Nelle intenzioni del poeta il soggiorno gardesano doveva durare dunque solo poche settimane per completare la stesura del suo ultimo romanzo, mentre oggi si sa che quella gardonese sarebbe diventata la sua ultima e definitiva dimora perchè morì nel 1938.

Born in Pescara in 1863, D’Annunzio arrived on the Brescia shores of Garda Lake, after a life of irregularities, poems, daring enterprises, and fame.
“I found an old villa in the Garda that belonged to the late Dr. Thode. It is full of beautiful books … The garden is sweet, with its pergolas and its terraces. And the warm light makes me sigh towards that of Rome. I will remain here a few months to finish the Nocturne, “D’Annunzio writes to his wife Maria in a letter dated February 1921, that is, a few days after his arrival at Gardone.
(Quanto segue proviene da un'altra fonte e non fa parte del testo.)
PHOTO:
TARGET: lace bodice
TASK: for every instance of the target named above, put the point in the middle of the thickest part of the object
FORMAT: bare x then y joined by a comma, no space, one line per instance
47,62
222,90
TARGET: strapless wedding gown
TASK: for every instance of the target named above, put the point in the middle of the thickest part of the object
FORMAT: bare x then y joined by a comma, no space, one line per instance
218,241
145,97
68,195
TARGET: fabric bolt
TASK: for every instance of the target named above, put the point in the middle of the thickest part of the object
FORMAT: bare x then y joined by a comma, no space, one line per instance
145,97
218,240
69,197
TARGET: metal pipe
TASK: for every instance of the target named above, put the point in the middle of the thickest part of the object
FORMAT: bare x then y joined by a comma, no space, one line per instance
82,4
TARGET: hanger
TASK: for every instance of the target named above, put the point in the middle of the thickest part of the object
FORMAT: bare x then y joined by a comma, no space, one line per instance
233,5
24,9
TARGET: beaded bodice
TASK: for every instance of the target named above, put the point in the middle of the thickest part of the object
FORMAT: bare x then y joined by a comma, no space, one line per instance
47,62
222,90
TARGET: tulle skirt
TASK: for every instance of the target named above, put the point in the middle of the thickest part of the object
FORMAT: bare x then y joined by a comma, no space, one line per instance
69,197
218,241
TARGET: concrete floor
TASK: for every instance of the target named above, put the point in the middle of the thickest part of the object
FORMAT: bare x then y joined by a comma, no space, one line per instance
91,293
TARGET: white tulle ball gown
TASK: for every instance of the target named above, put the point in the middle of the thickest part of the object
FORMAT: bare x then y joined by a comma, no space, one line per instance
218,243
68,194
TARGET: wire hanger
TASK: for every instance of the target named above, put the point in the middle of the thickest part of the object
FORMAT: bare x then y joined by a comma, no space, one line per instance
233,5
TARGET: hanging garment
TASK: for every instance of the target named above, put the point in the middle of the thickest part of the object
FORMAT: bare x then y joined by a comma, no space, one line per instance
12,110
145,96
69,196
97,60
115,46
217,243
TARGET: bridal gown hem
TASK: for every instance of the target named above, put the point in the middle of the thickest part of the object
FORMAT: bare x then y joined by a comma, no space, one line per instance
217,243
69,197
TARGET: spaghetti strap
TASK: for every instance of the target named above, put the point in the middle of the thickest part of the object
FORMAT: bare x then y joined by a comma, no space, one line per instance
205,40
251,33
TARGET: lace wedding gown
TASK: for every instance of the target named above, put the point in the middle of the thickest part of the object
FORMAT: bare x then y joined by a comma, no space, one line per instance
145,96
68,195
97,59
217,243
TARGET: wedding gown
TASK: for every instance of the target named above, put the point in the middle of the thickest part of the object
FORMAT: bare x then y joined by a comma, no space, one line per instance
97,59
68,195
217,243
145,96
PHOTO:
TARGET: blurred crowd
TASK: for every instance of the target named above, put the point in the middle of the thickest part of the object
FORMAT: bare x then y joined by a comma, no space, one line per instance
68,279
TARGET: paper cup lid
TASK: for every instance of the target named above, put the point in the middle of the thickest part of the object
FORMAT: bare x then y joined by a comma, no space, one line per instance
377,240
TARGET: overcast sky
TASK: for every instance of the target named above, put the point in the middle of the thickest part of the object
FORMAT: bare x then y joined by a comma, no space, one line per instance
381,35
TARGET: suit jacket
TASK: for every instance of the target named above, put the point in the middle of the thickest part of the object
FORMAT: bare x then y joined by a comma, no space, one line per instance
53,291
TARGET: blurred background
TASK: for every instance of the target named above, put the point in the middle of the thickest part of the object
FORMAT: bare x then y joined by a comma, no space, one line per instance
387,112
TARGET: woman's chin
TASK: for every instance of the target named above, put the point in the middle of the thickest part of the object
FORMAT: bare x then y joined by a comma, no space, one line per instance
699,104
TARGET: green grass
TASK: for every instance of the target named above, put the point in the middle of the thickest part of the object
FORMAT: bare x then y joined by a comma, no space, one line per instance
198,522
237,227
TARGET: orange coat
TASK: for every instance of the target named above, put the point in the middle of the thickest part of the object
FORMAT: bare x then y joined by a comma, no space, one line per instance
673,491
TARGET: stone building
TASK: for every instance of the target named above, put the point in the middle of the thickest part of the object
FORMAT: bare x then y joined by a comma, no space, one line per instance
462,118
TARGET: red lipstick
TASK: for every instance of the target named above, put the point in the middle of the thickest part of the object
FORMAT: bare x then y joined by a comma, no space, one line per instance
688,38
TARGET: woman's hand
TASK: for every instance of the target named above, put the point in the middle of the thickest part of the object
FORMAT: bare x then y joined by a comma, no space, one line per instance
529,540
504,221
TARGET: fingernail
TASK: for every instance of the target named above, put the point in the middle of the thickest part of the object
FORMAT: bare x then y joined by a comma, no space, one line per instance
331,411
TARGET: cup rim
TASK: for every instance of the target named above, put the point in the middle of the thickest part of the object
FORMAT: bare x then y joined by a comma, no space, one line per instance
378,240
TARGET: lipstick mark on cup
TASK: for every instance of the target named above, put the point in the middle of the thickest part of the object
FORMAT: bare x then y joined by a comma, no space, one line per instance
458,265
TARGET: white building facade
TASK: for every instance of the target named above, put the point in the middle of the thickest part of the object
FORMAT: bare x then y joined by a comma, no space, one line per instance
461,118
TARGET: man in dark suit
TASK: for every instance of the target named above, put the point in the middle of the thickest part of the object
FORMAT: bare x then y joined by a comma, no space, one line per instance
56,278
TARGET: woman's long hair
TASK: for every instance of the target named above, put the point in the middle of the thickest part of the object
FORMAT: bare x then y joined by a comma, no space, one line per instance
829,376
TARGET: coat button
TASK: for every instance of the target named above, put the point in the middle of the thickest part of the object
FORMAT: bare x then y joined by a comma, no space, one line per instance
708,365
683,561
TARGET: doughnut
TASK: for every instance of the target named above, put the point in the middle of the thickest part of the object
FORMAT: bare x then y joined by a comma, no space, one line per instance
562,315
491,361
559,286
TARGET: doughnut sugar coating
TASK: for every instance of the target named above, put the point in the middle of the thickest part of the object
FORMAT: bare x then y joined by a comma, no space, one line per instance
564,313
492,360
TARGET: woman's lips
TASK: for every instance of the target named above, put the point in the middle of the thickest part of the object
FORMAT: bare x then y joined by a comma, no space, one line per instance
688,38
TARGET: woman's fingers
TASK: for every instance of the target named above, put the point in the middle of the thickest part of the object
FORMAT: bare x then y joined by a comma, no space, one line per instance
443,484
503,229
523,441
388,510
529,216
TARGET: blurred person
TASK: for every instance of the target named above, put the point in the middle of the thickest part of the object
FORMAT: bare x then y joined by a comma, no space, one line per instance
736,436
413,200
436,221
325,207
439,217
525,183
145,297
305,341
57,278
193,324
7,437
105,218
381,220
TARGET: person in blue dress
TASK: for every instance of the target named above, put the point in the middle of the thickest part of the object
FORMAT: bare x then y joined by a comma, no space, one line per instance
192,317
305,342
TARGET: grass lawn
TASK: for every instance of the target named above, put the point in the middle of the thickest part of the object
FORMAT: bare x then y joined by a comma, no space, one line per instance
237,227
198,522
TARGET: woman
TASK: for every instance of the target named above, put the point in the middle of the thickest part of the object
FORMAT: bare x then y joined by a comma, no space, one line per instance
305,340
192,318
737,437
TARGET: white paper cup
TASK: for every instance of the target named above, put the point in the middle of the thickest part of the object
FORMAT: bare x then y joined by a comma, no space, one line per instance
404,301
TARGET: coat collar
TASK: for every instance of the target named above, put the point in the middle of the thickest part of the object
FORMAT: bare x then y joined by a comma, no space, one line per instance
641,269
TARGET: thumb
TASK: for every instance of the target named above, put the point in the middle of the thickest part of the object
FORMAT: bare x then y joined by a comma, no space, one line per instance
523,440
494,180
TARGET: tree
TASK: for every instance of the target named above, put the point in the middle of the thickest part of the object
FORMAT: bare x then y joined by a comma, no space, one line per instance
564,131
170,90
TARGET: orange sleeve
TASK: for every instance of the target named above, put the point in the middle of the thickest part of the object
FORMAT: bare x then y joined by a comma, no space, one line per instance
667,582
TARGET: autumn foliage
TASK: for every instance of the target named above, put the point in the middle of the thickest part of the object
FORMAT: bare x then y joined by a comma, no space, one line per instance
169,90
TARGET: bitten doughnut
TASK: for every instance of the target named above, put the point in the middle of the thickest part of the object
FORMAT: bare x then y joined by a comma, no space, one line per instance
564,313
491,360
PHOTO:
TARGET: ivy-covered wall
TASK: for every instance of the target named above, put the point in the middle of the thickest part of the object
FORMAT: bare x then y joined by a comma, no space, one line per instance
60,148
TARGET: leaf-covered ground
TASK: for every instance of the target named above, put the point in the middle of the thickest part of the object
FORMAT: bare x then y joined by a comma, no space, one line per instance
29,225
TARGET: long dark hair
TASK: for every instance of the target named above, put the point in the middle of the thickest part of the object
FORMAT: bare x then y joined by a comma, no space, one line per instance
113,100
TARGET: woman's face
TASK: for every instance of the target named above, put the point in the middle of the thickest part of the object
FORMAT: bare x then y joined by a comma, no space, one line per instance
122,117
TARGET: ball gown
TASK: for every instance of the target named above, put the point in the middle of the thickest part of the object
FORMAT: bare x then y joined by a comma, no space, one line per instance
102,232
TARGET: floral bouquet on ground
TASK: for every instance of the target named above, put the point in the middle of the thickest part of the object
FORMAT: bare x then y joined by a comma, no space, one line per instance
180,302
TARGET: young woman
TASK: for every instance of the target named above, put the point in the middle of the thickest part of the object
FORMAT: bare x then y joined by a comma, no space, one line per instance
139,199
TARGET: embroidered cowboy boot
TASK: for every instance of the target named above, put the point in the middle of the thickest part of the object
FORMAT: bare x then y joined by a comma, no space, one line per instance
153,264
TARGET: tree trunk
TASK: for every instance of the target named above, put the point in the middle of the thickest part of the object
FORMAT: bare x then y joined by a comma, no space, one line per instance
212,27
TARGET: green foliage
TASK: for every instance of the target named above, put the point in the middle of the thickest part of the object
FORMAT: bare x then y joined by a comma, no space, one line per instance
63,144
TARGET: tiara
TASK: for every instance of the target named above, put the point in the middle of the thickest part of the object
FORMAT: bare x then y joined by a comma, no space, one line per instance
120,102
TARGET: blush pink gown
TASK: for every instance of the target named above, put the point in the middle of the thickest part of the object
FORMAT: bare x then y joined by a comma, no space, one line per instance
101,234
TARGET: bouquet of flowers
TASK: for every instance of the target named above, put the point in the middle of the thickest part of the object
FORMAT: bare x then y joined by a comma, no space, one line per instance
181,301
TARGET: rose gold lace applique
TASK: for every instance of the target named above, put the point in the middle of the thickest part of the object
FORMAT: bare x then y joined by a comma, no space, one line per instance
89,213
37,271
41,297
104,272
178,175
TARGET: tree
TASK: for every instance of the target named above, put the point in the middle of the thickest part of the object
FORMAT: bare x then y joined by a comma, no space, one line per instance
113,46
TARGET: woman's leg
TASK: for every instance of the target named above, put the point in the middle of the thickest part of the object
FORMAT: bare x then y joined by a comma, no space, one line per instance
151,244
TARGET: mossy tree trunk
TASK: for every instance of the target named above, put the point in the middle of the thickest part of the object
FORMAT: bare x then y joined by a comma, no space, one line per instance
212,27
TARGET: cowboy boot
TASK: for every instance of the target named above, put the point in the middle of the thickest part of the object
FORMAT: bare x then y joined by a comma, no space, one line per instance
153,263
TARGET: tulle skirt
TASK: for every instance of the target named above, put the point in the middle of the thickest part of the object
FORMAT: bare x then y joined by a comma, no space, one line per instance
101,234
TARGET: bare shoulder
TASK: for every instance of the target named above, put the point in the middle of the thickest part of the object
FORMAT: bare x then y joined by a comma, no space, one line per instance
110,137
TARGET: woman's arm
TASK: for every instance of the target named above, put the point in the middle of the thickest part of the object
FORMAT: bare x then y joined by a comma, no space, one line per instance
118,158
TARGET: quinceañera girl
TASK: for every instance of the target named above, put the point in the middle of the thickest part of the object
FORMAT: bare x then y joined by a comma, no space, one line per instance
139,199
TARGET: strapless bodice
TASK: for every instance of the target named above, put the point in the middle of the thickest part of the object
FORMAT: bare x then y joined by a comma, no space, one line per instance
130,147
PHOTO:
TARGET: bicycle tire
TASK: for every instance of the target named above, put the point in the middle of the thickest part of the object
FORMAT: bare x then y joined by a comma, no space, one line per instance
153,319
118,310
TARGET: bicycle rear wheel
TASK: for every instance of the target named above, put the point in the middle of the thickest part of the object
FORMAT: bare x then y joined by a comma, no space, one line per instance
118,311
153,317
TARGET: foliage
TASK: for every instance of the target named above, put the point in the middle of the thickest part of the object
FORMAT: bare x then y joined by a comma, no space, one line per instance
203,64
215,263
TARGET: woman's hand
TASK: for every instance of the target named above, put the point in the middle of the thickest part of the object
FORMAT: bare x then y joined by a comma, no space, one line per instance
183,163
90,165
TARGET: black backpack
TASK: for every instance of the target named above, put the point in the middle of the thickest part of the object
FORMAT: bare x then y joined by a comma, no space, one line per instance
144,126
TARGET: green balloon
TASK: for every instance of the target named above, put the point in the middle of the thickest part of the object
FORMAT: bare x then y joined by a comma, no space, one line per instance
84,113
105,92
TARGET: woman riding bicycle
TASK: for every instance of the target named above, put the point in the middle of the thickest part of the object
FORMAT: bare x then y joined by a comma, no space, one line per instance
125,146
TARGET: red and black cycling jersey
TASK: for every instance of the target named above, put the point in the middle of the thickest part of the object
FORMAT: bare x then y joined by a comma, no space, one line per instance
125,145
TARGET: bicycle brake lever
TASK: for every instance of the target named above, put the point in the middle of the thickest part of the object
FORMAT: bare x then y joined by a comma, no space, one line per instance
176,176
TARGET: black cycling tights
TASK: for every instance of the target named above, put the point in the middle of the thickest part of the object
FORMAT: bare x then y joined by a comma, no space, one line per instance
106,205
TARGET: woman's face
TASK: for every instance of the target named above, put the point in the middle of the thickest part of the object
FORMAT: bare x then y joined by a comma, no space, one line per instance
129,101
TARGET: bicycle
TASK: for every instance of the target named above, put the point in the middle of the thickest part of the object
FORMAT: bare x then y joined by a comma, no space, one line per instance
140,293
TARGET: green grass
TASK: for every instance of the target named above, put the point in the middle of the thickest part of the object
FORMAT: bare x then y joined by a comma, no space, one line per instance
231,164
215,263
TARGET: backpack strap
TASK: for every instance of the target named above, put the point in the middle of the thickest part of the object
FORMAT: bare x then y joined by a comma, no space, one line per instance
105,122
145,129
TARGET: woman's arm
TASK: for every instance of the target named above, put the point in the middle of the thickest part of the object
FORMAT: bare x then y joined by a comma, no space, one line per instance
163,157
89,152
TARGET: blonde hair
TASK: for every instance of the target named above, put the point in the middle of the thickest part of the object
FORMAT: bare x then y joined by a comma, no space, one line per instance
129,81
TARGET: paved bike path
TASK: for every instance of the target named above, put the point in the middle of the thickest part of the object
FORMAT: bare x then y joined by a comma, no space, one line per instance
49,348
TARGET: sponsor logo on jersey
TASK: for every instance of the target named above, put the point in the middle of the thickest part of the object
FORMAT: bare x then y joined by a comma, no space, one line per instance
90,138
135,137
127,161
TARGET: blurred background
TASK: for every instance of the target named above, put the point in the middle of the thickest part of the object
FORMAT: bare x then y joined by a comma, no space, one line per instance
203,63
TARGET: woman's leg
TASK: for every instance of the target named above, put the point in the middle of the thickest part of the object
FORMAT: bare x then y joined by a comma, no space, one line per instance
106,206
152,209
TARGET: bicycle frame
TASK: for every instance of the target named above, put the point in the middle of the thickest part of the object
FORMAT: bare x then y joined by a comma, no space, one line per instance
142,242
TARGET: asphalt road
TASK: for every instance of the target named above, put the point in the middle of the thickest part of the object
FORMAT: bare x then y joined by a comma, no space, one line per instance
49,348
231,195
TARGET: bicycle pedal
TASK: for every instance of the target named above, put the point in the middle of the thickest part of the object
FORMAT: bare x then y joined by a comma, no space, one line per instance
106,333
In the intentions of the poet, the Garda stay had to last only a few weeks to complete the draft of his latest novel, while today we know that the one on Garda Lake would become his last and final residence because he died in 1938. 

Il Vittoriale degli italiani (biglietto d’ingresso 16 euro), infatti, non è solo l’ultima dimora di quello che passò alla storia con l’appellativo di “Poeta Vate”, ma è anche lo specchio dell’anima di D’Annunzio, una casa museo, dove ogni sala racconta le mille sfacettature della vita e della personalità di quest’uomo: poeta, drammaturgo, politico, soldato, pilota di aerei, patriota italiano e amante. Passeggiando nei nove ettari di terreno che compongono il complesso edilizio, costruito tra il 1921 e il 1938, si incontrano edifici, vie, piazze, un teatro all’aperto, giardini e corsi d’acqua a memoria della “vita inimitabile” del poeta-soldato e delle imprese degli italiani durante la Prima guerra mondiale. 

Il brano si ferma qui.